Pirate organizations "are hierarchical organizations, led by individuals for whom others have great esteem," adds Munro Anderson. However, it is useless to try to map them: organizations are created and disintegrated quickly, sometimes they have a name with which they identify themselves, others only the flag - often, with little imagination, representing a white skull on a black background - that flies at the stern of the their boats.
Alongside the realities of pirate groups, there are historical acronyms that are defined in Nigeria as militant group , or "militiamen". Often they are armed groups that have accepted the demilitarization process that began in 2009 but that maintain an important control of the territory, both on land and at sea. However, pirate and militant organizations should not be confused: although they often have similar objectives, they should not overlap.

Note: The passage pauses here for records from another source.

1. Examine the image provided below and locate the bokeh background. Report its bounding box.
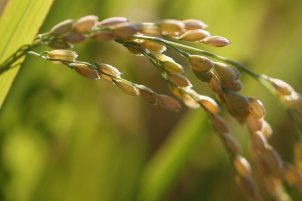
[0,0,302,201]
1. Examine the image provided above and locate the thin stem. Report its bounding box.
[134,35,262,80]
[0,40,44,75]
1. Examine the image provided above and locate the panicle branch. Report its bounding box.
[0,15,302,201]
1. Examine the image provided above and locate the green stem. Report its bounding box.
[0,40,43,75]
[134,35,262,81]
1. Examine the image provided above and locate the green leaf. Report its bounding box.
[0,0,53,108]
[139,111,208,201]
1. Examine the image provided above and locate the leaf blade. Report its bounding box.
[0,0,53,108]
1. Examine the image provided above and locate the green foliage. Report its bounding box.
[0,0,52,107]
[0,0,302,201]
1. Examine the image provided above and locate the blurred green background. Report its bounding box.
[0,0,302,201]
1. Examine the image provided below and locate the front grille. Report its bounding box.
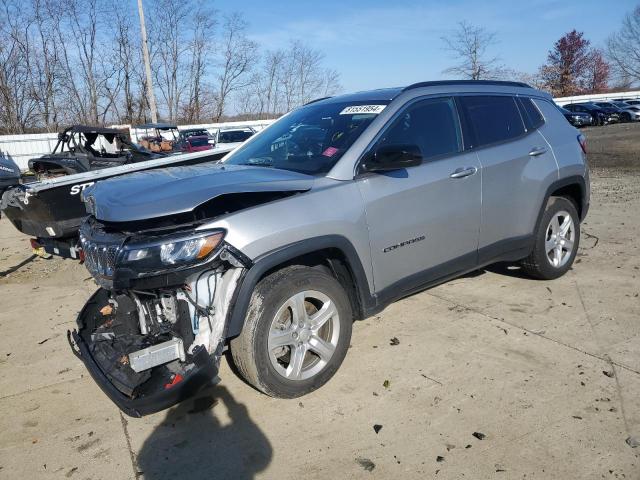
[80,237,120,277]
[80,217,126,288]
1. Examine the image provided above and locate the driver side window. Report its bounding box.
[376,98,462,161]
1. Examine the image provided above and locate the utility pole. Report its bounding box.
[138,0,158,123]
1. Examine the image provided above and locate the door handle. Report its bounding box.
[529,147,547,157]
[449,167,478,178]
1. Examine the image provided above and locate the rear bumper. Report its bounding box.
[67,290,218,417]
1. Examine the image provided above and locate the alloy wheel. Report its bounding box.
[268,290,340,381]
[545,210,576,268]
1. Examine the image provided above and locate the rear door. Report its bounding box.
[459,95,557,263]
[356,97,481,296]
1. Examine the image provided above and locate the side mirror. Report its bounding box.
[360,144,422,172]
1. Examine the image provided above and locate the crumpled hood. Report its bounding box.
[82,164,314,222]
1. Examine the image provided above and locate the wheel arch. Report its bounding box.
[536,175,589,225]
[225,235,375,339]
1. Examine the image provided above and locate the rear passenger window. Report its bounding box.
[518,97,544,131]
[459,96,525,148]
[377,98,462,159]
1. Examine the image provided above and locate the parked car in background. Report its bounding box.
[180,135,213,152]
[214,127,256,145]
[173,128,213,152]
[558,107,593,127]
[69,81,589,416]
[0,153,20,218]
[134,123,180,153]
[29,125,161,180]
[562,102,619,125]
[612,98,640,105]
[595,102,640,122]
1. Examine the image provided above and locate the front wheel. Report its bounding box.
[522,197,580,280]
[231,265,353,398]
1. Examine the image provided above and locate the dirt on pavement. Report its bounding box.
[0,124,640,480]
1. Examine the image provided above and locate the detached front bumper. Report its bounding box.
[67,289,218,417]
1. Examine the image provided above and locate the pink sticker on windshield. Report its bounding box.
[322,147,338,157]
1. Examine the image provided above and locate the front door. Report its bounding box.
[357,98,482,296]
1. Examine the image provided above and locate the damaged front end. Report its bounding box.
[68,217,250,417]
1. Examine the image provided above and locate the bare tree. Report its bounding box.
[0,0,36,133]
[442,21,503,80]
[607,5,640,83]
[27,0,60,132]
[215,13,258,121]
[183,5,216,122]
[149,0,191,121]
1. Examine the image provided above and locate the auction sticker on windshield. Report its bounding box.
[340,105,386,115]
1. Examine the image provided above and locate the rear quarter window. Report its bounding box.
[518,97,544,131]
[458,95,525,148]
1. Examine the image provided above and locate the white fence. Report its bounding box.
[553,90,640,106]
[0,120,273,171]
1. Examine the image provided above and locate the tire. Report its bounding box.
[521,197,580,280]
[231,265,353,398]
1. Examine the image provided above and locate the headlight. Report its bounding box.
[121,230,225,270]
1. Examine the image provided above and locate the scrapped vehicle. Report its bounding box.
[213,127,256,146]
[0,153,21,217]
[562,102,620,125]
[29,125,159,180]
[134,123,180,153]
[69,81,589,416]
[595,102,640,122]
[558,107,593,127]
[0,147,232,259]
[182,135,213,152]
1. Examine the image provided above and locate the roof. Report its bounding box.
[63,125,122,135]
[402,80,532,92]
[307,80,533,105]
[134,123,178,130]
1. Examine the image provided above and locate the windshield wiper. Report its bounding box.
[242,157,273,167]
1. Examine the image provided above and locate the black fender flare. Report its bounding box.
[225,235,376,339]
[533,175,589,235]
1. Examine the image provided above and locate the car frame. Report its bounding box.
[28,125,161,180]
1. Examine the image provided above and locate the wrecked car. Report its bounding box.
[0,153,21,218]
[134,123,180,153]
[69,81,589,416]
[29,125,160,180]
[0,146,232,259]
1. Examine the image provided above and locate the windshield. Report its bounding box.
[183,130,209,138]
[189,136,209,147]
[224,100,389,175]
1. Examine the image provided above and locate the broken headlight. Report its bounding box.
[120,230,225,270]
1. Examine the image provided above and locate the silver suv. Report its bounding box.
[69,81,589,416]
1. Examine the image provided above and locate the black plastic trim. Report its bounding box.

There are also cases of organizations that also advertise their piracy actions. Like the Niger Delta Avengers, who in 2018 launched a campaign to destroy the Delta's Naval Gas Storage Units (FPSO) from their site. The FPSOs are still sensitive targets of pirate attacks, as demonstrated by the coordinated attack by two fast motorboats which took place on 3 October on the Sendje Berge, a vessel that works for the Asian oil company Addax Petroleum on a field identified by the OML 126 license. outcome, reports Dryad Global, would be the kidnapping of 11 people for extortion purposes. The Coalition of the Niger Delta Agitators (CNDA), an umbrella organization that encompasses some of the historical acronyms of the armed struggle in the region, had declared its intention to hit oil plants.
Lorenzo Bagnoli - Investigative Reporting Project Italy 06 August 20.